$AIVDM, etc - Githubissues

kimgr commented 2 months ago

Hey, thanks for a nice and clean NMEA parser library!

We run into occasional malformed messages with encapsulated sentences prefixed with non-encapsulated start-tokens. Here's an excerpt from real-world data:

$AIVDM,1,1,,A,13Ho=R7000Of7DbKI<etrRbT1000,0*6B
$AIVDM,1,1,,A,13Ho=R7000Of7DbKI<etrRbT1>@<,0*19
$AIVDM,1,1,,A,13Ho=R7000Of7DbKI<etrRbT1>`<,0*39
$AIVDM,1,1,,A,B3HvLWP00?sQHD6nC?wQ3wUUn006,0*2D
$AIVDM,1,1,,A,B3HwU?00;OsPQ4Vn;=hD;wQ5n006,0*52
$AIVDM,1,1,,A,B3I2kGP0;OsQhAVmnBC4Wwi5n006,0*5B
$AIVDM,1,1,,A,B3I7Dt004gsP9KVn6TucwweQl000,0*3F
$AIVDM,1,1,,A,B3I7Dt009gsP;1Vn5>;M3wc1l000,0*61
$AIVDM,1,1,,A,B3I7Dt00;?sP=K6n7Fl;WwWQl000,0*4C

These messages are formally wrong, they should have ! as the leading character.

I was considering adding a flag to SentenceParser to allow this anomaly. Thoughts? We might also look into preprocessing messages to replace $ by ! where applicable.

Thanks!

icholy commented 2 months ago

Sorry, I don't think we're open to change like that. This type of pre-processing is something that can be trivially done outside of the library.

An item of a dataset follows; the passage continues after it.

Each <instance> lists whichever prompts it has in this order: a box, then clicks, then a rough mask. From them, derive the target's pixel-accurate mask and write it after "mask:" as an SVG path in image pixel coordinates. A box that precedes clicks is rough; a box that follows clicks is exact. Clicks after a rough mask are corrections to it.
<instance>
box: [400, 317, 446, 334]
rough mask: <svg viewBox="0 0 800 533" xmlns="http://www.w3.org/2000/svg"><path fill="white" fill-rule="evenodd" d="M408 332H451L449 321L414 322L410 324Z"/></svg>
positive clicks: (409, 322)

kimgr commented 2 months ago

Fair enough. In the presence of v4 tags, however, the preprocessing is a little bit less trivial. It would be nice not to have to parse before the parser.

icholy commented 2 months ago

@kimgr would this make your life easier? https://github.com/adrianmo/go-nmea/pull/112

kimgr commented 2 months ago

@icholy Thanks, it should! Let me play around with that a little bit and see how it works out in context. I'll get back to you.

kimgr commented 1 month ago

I think ParseTagBlock is a great idea, I believe we have a few use cases where that's all we need from a line.

I do think the API for two-step parsing becomes a little lopsided with that in the mix:

func TestPatchSentenceStart(t *testing.T) {
    raw := "\\s:somewhere,c:1720289719*4D\\$AIVDM,1,1,,A,13Ho=R7000Of7DbKI<etrRbT1000,0*6B"
    tags, rest, ok, err := ParseTagBlock(raw)
    assert.NoError(t, err)
    assert.Equal(t, true, ok)
    assert.Equal(t, "somewhere", tags.Source)
    assert.Equal(t, int64(1720289719), tags.Time)
    assert.Equal(t, "$AIVDM,1,1,,A,13Ho=R7000Of7DbKI<etrRbT1000,0*6B", rest)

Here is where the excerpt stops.